Secara hasil, pemecatan Southgate itu memang terbilang unik jika tidak mau kita bilang aneh. Sebab kemenangan 2-0 atas Derby itu membuat posisi Middlesbrough ada di peringkat empat Championship, terpaut satu poin saja dari West Brom sebagai pemuncak klasemen.

Semusim sebelumnya, Southgate memang gagal. Middlesbrough terdegradasi dari Premier League setelah melalui awal musim dengan cukup meyakinkan. Southgate juga membawa timnya punya catatan amat buruk: Cuma menang sekali dalam rentetan 18 pertandingan.

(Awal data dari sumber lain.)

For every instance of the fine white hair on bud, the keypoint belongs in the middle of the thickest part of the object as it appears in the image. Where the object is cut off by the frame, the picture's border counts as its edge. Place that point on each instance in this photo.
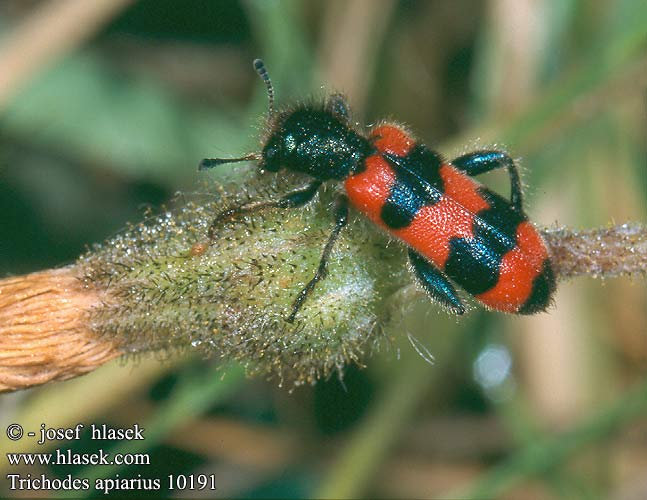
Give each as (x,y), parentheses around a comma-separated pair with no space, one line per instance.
(166,288)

Apa yang dilakukannya di Championship sudah tepat. Middlesbrough saat itu ada dalam trek yang benar untuk bisa kembali ke Premier League. Namun, apa boleh buat. Kesabaran manajemen sudah habis buat Southgate. Pria kelahiran Watford itu pun angkat kaki dengan kepala tertunduk, pergi sebagai pecundang.

***

11 Juli 2021, Gareth Southgate adalah seorang pahlawan. Terlepas apa pun hasil di final Piala Eropa 2020, ia sudah jadi pahlawan buat publik Inggris. Pria yang 12 tahun lalu didepak Middlesbrough itu sudah berhasil jadi pelatih pertama yang bisa membawa Tim Nasional Inggris ke final turnamen besar setelah terakhir Alf Ramsey melakukannya pada Piala Dunia 1966.

Southgate sudah berhasil mengangkat derajat Inggris. Dari yang tadinya hanya berstatus sebagai 'favorit yang selalu gagal', kini Tiga Singa dibikinnya sebagai calon juara. Benar-benar tim yang bisa kita perhitungkan untuk jadi juara di sebuah turnamen besar.

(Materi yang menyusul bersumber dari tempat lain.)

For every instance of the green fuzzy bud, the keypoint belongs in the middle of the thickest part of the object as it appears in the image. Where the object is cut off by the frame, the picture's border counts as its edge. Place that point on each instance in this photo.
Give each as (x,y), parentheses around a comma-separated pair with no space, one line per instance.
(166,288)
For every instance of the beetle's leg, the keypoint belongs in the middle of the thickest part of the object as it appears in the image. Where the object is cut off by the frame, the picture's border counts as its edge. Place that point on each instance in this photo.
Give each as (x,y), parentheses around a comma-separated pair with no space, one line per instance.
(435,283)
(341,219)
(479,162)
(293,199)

Southgate juga berhasil mempersatukan Inggris secara tim. Jika di generasi sebelumnya banyak yang bilang bahwa masih ada rivalitas antarklub yang dibawa para pemain ke tim, kini itu tak ada lagi. Southgate berhasil mempererat tim.

Sebagaimana dijelaskan Gabriel Clarke, jurnalis senior Inggris yang sudah meliput tim sejak 2006, dalam wawancaranya dengan The Athletic, para pemain dibawah arahan Southgate terlihat lebih rileks, karib, dan tak memperlihatkan ego pribadi.

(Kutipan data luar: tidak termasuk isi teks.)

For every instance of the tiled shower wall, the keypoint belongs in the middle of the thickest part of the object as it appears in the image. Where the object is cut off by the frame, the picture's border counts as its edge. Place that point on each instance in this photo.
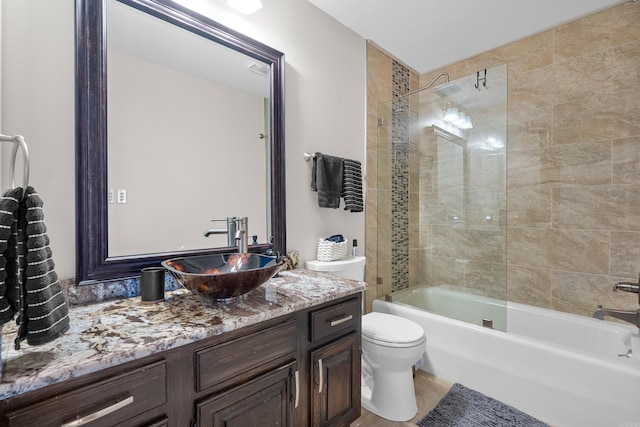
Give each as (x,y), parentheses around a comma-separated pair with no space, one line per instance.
(573,163)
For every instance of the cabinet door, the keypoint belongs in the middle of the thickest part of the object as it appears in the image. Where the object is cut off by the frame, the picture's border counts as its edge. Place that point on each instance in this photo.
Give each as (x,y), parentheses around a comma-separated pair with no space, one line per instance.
(335,394)
(268,400)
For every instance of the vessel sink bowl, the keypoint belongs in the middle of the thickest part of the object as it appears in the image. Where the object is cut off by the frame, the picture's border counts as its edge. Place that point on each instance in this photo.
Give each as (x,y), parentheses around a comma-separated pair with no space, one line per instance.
(223,277)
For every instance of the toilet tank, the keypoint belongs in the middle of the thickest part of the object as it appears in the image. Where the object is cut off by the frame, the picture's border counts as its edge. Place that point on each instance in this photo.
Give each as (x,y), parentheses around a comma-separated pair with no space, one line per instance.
(348,268)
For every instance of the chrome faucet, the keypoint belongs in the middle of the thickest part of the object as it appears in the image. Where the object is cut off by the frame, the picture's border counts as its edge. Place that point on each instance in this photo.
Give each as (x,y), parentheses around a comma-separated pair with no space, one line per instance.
(237,232)
(242,234)
(630,316)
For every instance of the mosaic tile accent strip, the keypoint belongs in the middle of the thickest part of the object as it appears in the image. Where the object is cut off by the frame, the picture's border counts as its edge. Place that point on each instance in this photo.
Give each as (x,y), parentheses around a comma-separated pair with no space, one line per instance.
(400,179)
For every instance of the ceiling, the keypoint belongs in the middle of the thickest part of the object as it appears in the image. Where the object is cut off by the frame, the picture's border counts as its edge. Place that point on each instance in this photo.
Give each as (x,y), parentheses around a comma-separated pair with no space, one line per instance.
(430,34)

Ini tentu berbeda dengan Inggris di era-era sebelumnya. Di era Sven-Göran Eriksson, tim memang santai. Namun, saking santainya, pemain seperti tak merasa sedang berada di sebuah turnamen besar. Garry Neville bilang bahwa sikap santai itu terbawa hingga ke lapangan dan jadi biang keladi kegagalan Inggris.

Mereka dibiarkan dekat dengan para pasangan dan itu justru membuat fokus mereka terbagi selama berada di kamp latihan. Ditambah dengan sorotan media yang amat besar, Rio Ferdinand bahkan menggambarkan situasi tim seperti sirkus.

Pada eranya Fabio Capello, tim menjadi begitu tegang. Aturan diperketat, aktivitas sudah diatur. Beberapa pemain kemudian protes dan merasa seperti di penjara. Mereka merasa aktivitas di kamp latihan pada Piala Dunia 2010 amat membosankan: Latihan, makan, tidur, repeat.

Di era Southgate, tim lebih santai. Di kamp latihan Anda bisa melihat para Harry Kane cs. bermain bowling, dart, dan bahkan tersedia komputer untuk mereka bermain Fortnite. Di era Southgate pula Anda bisa melihat Bukayo Saka terbang di atas kolam renang dengan balon unicorn yang imut.

Ini klise, tetapi Southgate juga menekankan aspek patriotik pada setiap pemainnya. Anda bisa baca pada tulisannya di The Players' Tribune untuk tahu bagaimana pria 50 tahun itu selalu memotivasi para pemainnya sebelum pertandingan karena mereka akan turun ke lapangan mewakili seluruh penduduk Inggris. Jadi harus tampil sepenuh jiwa.

Soal taktik, Inggris di bawah Southgate memang lebih pragmatis, terutama di Piala Eropa 2020 ini. Southgate tahu bahwa untuk bisa menang, yang pertama dibutuhkan adalah tidak kebobolan. Karena tak seperti di liga, di turnamen macam Piala Eropa dan Piala Dunia kita mengenal babak adu penalti.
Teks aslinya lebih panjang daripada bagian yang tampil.